Costa Smeralda em Barcelona

Os líderes da indústria de cruzeiros, reunidos em Génova na primeira cimeira europeia do setor dedicada à descarbonização das viagens de cruzeiro, pediram aos governos um esforço conjunto para a criação do quadro legislativo e dos investimentos adequados que permitam ao setor cumprir o seu compromisso de acelerar o desenvolvimento e o fornecimento dos combustíveis e das tecnologias marítimas sustentáveis que são necessárias para alcançar a meta de emissões carbónicas nulas, em termos líquidos, até 2050.

O mote foi dado durante a sessão de abertura da cimeira europeia da Cruise Lines International Association (CLIA), realizada hoje em Génova, durante a qual os principais líderes da indústria de cruzeiros discutiram a capacidade de inovação do setor. As linhas de cruzeiro estão a realizar investimentos significativos em projetos de investigação e em tecnologias inovadoras que visam melhorar o seu desempenho ambiental. Os novos navios, porém, constituem apenas uma parte da equação, e o setor precisará de ter acesso às infraestruturas adequadas e ao fornecimento de combustíveis sustentáveis para atingir os seus objetivos.

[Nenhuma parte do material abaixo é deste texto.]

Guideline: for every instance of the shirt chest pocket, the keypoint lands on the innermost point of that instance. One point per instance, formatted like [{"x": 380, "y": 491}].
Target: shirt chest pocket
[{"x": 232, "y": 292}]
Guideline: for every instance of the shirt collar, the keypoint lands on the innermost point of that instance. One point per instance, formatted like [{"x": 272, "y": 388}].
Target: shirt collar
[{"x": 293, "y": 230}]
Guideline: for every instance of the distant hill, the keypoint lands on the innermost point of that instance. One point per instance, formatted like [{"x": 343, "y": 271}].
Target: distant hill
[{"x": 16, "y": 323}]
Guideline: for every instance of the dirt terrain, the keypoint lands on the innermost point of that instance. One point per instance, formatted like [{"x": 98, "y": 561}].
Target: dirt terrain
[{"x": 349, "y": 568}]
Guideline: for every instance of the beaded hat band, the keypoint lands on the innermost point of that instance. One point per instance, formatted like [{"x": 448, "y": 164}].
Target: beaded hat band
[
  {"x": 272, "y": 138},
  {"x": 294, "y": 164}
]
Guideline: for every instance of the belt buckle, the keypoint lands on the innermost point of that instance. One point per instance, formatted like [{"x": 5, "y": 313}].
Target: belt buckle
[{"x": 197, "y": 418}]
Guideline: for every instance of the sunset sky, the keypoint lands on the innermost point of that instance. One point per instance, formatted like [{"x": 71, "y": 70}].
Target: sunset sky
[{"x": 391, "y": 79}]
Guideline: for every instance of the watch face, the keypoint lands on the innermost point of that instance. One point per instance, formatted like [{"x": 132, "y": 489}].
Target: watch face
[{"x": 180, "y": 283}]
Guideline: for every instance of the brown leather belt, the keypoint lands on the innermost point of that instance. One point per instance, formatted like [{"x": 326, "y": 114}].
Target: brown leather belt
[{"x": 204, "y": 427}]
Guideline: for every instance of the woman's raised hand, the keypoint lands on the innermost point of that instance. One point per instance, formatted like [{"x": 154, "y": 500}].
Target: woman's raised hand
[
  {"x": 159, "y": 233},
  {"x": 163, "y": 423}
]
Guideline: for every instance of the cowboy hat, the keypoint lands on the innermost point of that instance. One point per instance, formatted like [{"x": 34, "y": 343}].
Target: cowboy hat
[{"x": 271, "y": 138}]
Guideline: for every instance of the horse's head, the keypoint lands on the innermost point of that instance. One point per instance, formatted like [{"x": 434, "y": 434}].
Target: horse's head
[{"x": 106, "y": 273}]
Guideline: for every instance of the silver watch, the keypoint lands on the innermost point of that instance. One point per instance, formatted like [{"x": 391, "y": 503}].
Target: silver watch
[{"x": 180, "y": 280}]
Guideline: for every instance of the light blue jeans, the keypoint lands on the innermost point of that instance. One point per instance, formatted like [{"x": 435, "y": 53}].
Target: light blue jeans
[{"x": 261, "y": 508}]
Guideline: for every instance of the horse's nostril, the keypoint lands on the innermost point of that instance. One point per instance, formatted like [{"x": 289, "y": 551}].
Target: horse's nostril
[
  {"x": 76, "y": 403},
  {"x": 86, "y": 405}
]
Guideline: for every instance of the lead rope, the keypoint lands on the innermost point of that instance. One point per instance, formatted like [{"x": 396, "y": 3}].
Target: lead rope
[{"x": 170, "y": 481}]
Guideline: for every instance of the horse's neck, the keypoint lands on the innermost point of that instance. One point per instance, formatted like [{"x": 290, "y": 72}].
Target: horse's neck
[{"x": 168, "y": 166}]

Na cerimónia de abertura da cimeira, Pierfrancesco Vago, presidente executivo da MSC Cruzeiros e presidente global da CLIA, afirmou que “A indústria de cruzeiros comunga da visão dos governos europeus no que diz respeito a uma economia azul sustentável. A indústria está a redobrar os seus esforços e encontra-se em condições de cumprir as suas promessas. É necessário um apoio claro da classe política para garantir o desenvolvimento e a acessibilidade das infraestruturas adequadas e fazer com que os incentivos apropriados possam assegurar o desenvolvimento e o fornecimento de soluções marítimas sustentáveis“.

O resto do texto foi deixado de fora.